Excellent post and a good illustration of why to use the correct OEM profile when replacing cushions.
 

Dead Crab

AzB Silver Member
Silver Member
realkingcobra said:
Dead Crab, in the drawings you're referring to, please take a look at the rail rubber profile difference between the 1 1/2" thick rail vs the 1 3/4". K66 rail rubber mounted with a 27 degree bevel, does NOT play the same as rail rubber mounted at a 17 degree bevel. Look at the body of the rail rubber in the 2 drawings. In the 1 1/2" rail drawing, the nose of the rail rubber is in more of an upright angle to the main body of the rubber.
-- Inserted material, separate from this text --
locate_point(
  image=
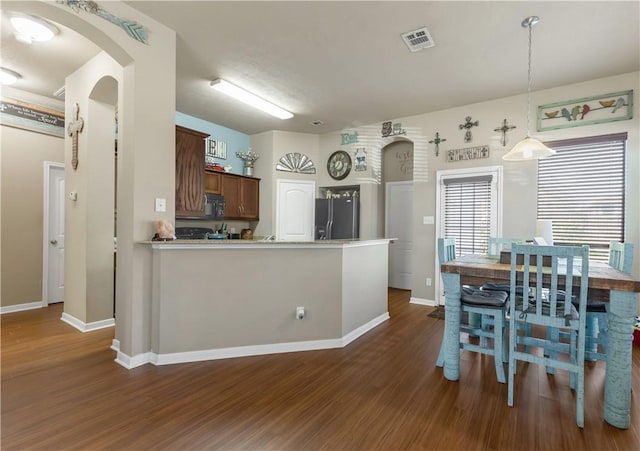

The top of the rubber is even higher than the thickness of the actual rail. When k66 rail rubber is mounted this way, it causes the rail rubber to move in more of an upward angle when a ball banks into it, instead of backward more into the main body of the rubber. Take a look at the profile of the rubber on the 1 3/4" rail and I think you'll see and understand what I mean.

Glen

I agree. That's why I went with 1 3/4" rails.
 

sly

AzB Silver Member
Silver Member
thats great! thanks a ton glen for your response,as well to crab thanks
once again such expertese on this forum,its not a rush job but in 2 wks should be done,i'll post how it turns out.